The testing of ads before launching a sales campaign is well documented elsewhere. But that a listing in a search engine is also an ad, is often overlooked. The title tag is the headline that causes the reader to read the description tag. And the latter must bring a click to your site, else the "ad" fails.
Since many search engines use these tags to create the listing, improving those currently in place can bring good gains once the pages are resubmitted. While testing in the traditional sense with ads is not practical, the proven methods for creating a great ad apply.
In short, create a attention gabbing headline that compels the reader to read the listing (ad). Create a description that compels the reader to click to your site. One approach is to copy the title and description tags from significant site pages to a text file. Review these "ads" at least once a month. If you did a good job with the initial tags, this is not likely to bring great results. But if the current tags are lacking, results can be spectacular.
Testing The Home Page
Keep this simple. Look only at unique hits and page views (total pages downloaded). Also focus initially on the first screen, for if a visitor scrolls down, you already have a positive response. The task is to make a change, then see what effect it had on page views.
- If page views increase, assume the change is a plus, and hold the change.
- If there is a decrease, it's a negative. Reverse the change.
- If there is little or no change, nothing has been demonstrated. Hold the change or reverse it, as seems best. But make a note and return later to retest.
Throughout, keep accurate records about changes made and the consequences of the change. They are invaluable in providing hints for later changes.
About The Math
Be sure to use ratios when making comparisons. That is, divide the number of page views by the number of unique hits. This erases fluctuations in the hit counts during the testing period.
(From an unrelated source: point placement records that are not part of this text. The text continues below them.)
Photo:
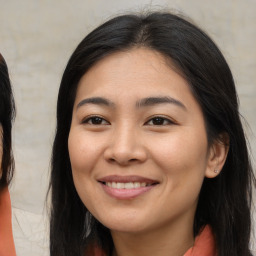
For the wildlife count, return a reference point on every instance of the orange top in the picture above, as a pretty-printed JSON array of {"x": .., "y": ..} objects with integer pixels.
[
  {"x": 6, "y": 238},
  {"x": 204, "y": 245}
]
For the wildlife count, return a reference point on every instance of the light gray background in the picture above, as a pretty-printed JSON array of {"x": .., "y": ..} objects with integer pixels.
[{"x": 38, "y": 37}]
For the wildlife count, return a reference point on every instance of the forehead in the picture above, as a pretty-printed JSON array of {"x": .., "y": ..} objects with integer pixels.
[{"x": 131, "y": 70}]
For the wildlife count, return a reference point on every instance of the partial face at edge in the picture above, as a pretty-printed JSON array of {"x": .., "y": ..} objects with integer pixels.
[{"x": 136, "y": 122}]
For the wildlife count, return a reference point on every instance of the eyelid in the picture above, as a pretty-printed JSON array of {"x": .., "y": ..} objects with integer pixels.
[
  {"x": 88, "y": 118},
  {"x": 168, "y": 119}
]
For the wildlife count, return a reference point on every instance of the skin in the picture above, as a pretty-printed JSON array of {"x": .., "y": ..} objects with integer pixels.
[
  {"x": 1, "y": 149},
  {"x": 128, "y": 140}
]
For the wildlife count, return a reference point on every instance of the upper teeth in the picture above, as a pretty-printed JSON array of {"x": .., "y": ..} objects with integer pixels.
[{"x": 127, "y": 185}]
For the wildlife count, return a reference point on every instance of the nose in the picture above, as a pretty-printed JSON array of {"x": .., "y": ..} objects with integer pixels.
[{"x": 125, "y": 147}]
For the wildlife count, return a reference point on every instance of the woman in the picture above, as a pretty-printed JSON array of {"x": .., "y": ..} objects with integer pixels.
[
  {"x": 7, "y": 112},
  {"x": 150, "y": 156}
]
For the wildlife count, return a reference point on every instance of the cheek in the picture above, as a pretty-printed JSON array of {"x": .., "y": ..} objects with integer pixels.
[
  {"x": 181, "y": 156},
  {"x": 83, "y": 151}
]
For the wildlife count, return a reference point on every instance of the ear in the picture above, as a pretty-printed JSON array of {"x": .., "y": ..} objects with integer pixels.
[{"x": 217, "y": 155}]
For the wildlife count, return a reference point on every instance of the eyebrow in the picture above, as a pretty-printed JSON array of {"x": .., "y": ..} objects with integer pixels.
[
  {"x": 150, "y": 101},
  {"x": 145, "y": 102}
]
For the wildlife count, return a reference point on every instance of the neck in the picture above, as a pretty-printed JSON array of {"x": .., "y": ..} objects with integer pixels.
[{"x": 166, "y": 241}]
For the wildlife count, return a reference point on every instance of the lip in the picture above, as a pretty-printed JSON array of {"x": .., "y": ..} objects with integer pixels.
[
  {"x": 129, "y": 178},
  {"x": 126, "y": 194}
]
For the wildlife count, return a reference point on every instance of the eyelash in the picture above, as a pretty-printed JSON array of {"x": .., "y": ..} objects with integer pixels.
[
  {"x": 98, "y": 119},
  {"x": 89, "y": 120}
]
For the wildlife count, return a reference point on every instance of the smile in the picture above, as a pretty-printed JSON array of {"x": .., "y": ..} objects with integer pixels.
[{"x": 126, "y": 187}]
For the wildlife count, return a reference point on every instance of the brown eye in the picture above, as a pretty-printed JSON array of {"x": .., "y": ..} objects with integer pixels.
[
  {"x": 159, "y": 121},
  {"x": 95, "y": 120}
]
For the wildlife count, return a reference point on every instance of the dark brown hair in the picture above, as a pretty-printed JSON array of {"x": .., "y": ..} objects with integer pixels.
[{"x": 7, "y": 113}]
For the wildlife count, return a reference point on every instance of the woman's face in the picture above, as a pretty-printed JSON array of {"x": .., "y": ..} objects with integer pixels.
[{"x": 137, "y": 144}]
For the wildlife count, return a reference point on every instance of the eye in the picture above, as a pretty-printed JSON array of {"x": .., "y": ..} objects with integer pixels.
[
  {"x": 158, "y": 120},
  {"x": 95, "y": 120}
]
Deciding upon the length of the testing period is tricky. To some extent, it depends upon time available. If you are getting 1000 hits a day, you may be able to make a change once a day. Once a week works well. For sites generating less than 1000 hits each week, the conclusions may not be as accurate as you would like. This approach is not as effective with sites getting a hundred or fewer hits a day. Still, if the test period is stretched to two weeks, and solid notes are kept, positive improvement can be obtained. In short, smaller visitor counts make it more difficult to be certain a change is positive or negative, but the process does work.
Test Without Violation
Make no other changes in your site during a testing period. Doing so can distort the results and bring bad decisions. If it's just got to be done, reverse the change made and retest later. Let the site run with required changes until you have a good fix on the current ratio of page views to unique hits.
What To Change?
Anything at all. Colors. Backgrounds. The page template. While content is the most important element on the site, all that supports it should be tested. If you like banners, try one. But also try the page without one. And try different locations as well. In the end, however, it is your page content that makes or breaks your site. How much to change is really a judgment call. The first headline on the home page is so important, changing only this one item may be as far as you want to go in one test period.
How Much To Change?
In testing ads, changing only one word may be the limit as the ad becomes polished. On a website, while a word in the headline might bring a change, there is not sufficient time to test so definitively.
How much to change is really a judgment call. The first headline on the home page is so important, changing only this one item may be as far as you want to go in one test period. On other pages, it may be appropriate to try different versions of the first fold. In a "sales letter" a paragraph may be best. There is a lot of guessing to be done. And hunches to be considered. The key is in keeping great notes. An earlier change that made a noticeable positive difference may give you a great idea for the page you are working now.
What To Do While Waiting
Block out a bit of time each day to ponder further changes. The think time is invaluable. Add to the list of possibilities. Recheck your notes in hopes of finding a proposed change related in some way to another that helped. 5 or 10 minutes is enough. It is the continued daily focus on the campaign that pays big dividends. This simple procedure can easily double the effectiveness of your efforts.
More About Testing
There are so many, many things you can test that lead to improving your site, there is no hope of covering them all here. If you have the data, pay close attention to pages upon which visitors click off your site. If you find a common exit page, there is work to be done. Trace paths through your site if possible; they can be very revealing. And if you can, check length of stay. I feel this is more critical than page views. The bottom line, of course, is sales.
Remember: testing converts opinion into fact – In the end, it does not matter what you think about your site. Or about any element on it. It is only opinion. When you test ruthlessly, opinions are replaced with facts: The behavior of your visitors is the only "fact" of importance.